Another way to highlight this phenomenon is to calculate the impact of short channel effects, reflected in the SCE metric, which is equal to the difference between the threshold voltage of the short-channel transistor with L=D and the threshold voltage of the long-channel transistor (for a given diameter D). SCE is then plotted as a function of the nanowire diameter in Fig. 12. This figure shows that, after an increase and a maximum at D=8 nm, the SCE starts to decrease as the diameter reduces below 8 nm. This behavior is explained by the fact that the strong quantum confinement that occurs in these ultrafine nanowires reduces short-channel effects, which will probably lead to increased performance of these ultra-short and ultra-thin devices.

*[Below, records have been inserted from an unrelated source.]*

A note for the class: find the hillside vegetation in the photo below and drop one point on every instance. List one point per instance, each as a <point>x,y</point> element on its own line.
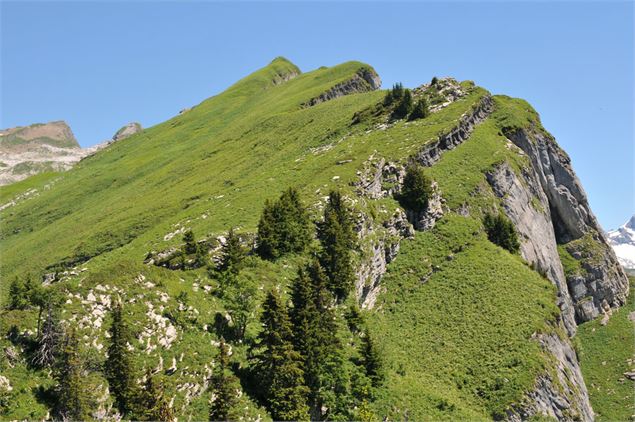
<point>450,335</point>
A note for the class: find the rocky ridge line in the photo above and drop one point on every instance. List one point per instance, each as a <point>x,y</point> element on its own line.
<point>364,80</point>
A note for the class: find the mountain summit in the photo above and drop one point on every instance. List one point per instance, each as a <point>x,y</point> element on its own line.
<point>623,242</point>
<point>308,246</point>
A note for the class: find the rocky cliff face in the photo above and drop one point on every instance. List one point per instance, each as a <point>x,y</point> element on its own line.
<point>25,151</point>
<point>601,283</point>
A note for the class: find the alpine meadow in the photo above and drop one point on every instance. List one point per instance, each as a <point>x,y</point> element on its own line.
<point>309,246</point>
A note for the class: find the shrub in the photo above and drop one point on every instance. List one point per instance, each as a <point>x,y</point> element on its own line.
<point>420,110</point>
<point>500,230</point>
<point>417,189</point>
<point>284,226</point>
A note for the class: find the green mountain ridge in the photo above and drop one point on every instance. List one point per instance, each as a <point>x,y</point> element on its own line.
<point>466,329</point>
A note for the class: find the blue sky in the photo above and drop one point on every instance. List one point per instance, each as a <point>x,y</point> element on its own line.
<point>99,65</point>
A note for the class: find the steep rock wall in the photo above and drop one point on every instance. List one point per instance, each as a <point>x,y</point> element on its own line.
<point>363,81</point>
<point>604,283</point>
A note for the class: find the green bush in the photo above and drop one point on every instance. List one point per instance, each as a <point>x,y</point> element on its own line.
<point>500,230</point>
<point>420,110</point>
<point>284,226</point>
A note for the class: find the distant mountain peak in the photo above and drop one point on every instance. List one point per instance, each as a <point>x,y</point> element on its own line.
<point>622,240</point>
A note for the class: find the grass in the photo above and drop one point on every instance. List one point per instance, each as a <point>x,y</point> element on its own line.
<point>453,323</point>
<point>605,353</point>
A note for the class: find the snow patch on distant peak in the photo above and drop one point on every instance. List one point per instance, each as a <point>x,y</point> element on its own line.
<point>623,242</point>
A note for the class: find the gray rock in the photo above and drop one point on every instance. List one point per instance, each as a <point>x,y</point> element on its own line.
<point>526,205</point>
<point>431,152</point>
<point>127,131</point>
<point>604,278</point>
<point>562,398</point>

In conclusion, we described in this chapter a numerical solver, called Cylmos, that provides self-consistent solving of the 2-D Schrödinger equation and the 3-D Poisson equation in cylindrical coordinates, coupled with the drift-diffusion transport equation. We presented in details the discretization of these equations and the overall solving algorithm used to obtain the final drain current of the device. We also paid a particular attention to justify the approximations and simplifications used in the solving of these equations in cylindrical coordinates. A meticulous validation step was performed by comparing the results of our code with those issued from a commercial code. We demonstrated that our code properly takes into account particular phenomena specific to MOSFET devices based on circular nanowires with surrounding gate, such as volume inversion, short channel and quantum-mechanical effects. Simulated drain current versus gate voltage characteristics have also been successfully compared to data obtained from simulation with this commercial code. Our code was finally used to analyze electrical parameters such as drain current, off-state current, threshold voltage and short-channel effects in ultra-short radially-symmetric nanowire MOSFETs. We have shown that quantum-mechanical confinement is very important in circular nanowires, but the presence of this phenomenon reduces the impact of parasitic short-channel effects. This is a very encouraging result for the operation of future integrated circuits based on ultra-short and ultra-thin circular nanowires.